The I-35W construction project will go 24 hours a day, seven days a week until September, says MnDOT spokesman Nick Thompson. The good news, Thompson says, is when complete the major commuter route will have more lanes and an array of modern transportation technology.
"The first phases of the bus rapid transit or BRT will be added. The express lane, what's called MNPASS will be added to this corridor. (There'll be) new and expanded bus services, and also this concept called managed corridors where we'll have dynamic message signs spaced over every lane, every half mile of the road that will allow us to manage the road in real time," he says.

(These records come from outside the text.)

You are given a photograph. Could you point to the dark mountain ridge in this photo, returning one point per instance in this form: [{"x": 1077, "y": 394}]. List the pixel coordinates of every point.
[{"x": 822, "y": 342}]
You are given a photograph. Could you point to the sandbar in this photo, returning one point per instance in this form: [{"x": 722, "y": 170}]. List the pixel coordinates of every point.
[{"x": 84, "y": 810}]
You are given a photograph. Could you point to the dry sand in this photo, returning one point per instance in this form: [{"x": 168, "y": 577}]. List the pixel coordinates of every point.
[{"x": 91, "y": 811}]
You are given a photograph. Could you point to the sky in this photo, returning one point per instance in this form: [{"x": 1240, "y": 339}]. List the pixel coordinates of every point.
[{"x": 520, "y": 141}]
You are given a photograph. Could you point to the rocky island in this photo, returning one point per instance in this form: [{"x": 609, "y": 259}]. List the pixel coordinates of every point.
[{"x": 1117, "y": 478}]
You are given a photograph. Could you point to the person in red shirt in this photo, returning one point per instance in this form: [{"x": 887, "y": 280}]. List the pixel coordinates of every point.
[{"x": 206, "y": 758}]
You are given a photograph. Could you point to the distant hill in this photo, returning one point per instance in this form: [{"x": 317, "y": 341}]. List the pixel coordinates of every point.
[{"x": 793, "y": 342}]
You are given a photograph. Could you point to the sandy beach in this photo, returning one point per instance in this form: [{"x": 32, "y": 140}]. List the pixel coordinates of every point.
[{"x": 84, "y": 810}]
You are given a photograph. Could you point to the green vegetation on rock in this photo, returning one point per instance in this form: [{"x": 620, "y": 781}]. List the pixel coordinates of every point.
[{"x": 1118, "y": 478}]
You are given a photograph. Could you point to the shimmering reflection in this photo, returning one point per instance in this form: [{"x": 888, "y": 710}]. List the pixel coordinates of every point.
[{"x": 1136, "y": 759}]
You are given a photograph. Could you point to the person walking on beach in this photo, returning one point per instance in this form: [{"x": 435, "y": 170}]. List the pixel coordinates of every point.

The signs, Thompson says, will inform drivers of conditions ahead.
That's the good news.
And now, the bad news. Between now and then, Thompson says, motorists can expect major disruptions as lanes are closed, traffic is diverted and drivers make adjustments, Thompson said.
"This will have a tremendous impact on traffic. Especially the first few days of any big construction project...are usually the worst as people may not be aware of it or are not sure how to drive through it or maybe people start to shift around their times or routes a little bit after the first couple days," he said. During construction, motorists are urged to carpool, take the bus, alter their times of commute and talk to their employers about telecommuting.
The 35W improvements are funded by a $133.3 million grant and $50.2 million in matching state funds, and will create about 5,000 jobs.
Already underway along 35W in south Minneapolis is another major project, the reconstruction of the Crosstown interchange which won't be finished until next year.